2 - Salvo nos casos previstos no número seguinte e no artigo seguinte, a extinção de um fundo de pensões, ou de uma quota-parte deste, ou a cessação de uma adesão coletiva, ou de uma sua quota-parte, é efetuada, após autorização prévia da ASF, mediante a celebração de um contrato de extinção escrito.

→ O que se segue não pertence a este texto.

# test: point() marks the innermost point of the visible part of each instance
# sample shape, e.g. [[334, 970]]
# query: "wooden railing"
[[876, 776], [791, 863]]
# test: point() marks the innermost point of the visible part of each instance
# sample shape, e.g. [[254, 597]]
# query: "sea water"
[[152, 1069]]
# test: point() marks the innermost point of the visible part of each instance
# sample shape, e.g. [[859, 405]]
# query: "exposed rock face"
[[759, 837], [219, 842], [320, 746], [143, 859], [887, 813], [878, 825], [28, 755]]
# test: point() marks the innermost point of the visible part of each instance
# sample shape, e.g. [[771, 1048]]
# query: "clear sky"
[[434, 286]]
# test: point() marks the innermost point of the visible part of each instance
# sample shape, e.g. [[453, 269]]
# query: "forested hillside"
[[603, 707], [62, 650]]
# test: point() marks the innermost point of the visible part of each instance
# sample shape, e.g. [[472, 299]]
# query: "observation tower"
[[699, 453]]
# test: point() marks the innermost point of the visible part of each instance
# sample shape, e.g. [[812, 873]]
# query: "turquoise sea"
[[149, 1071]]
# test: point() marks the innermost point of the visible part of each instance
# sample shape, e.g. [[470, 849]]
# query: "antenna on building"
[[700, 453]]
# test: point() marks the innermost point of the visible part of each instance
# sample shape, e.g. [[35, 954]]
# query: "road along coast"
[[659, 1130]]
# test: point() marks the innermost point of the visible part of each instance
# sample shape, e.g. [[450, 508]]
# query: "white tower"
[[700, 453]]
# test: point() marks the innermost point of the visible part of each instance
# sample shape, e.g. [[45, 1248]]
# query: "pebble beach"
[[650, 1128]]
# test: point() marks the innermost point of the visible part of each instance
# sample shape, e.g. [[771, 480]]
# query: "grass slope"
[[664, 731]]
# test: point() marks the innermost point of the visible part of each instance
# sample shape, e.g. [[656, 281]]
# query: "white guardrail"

3 - Para além dos casos previstos no artigo 60.º, a entidade gestora procede através de resolução unilateral, por instrução da ASF ou por sua iniciativa precedida de autorização prévia da ASF, à extinção do fundo de pensões, ou de uma quota-parte deste, ou à cessação de uma adesão coletiva, ou de uma sua quota-parte, nos seguintes casos:
a) Inexistência de participantes e beneficiários;
b) Quando, por qualquer causa, se esgotar o seu objeto;
c) Violação dos deveres de informação do associado perante a entidade gestora referentes aos elementos essenciais para o cálculo adequado e atempado das responsabilidades inerentes ao plano de pensões financiado pelo respetivo fundo de pensões ou adesão coletiva;
d) Ilegalidade do contrato constitutivo, do contrato de gestão ou do contrato de adesão coletiva.
4 - O contrato de extinção de um fundo de pensões, ou de uma quota-parte deste, ou de extinção de uma adesão coletiva, ou de uma sua quota-parte, bem como a resolução unilateral, fixam os termos da liquidação do respetivo património pela entidade gestora, ficando sujeitos a publicação obrigatória nos termos previstos no presente regime.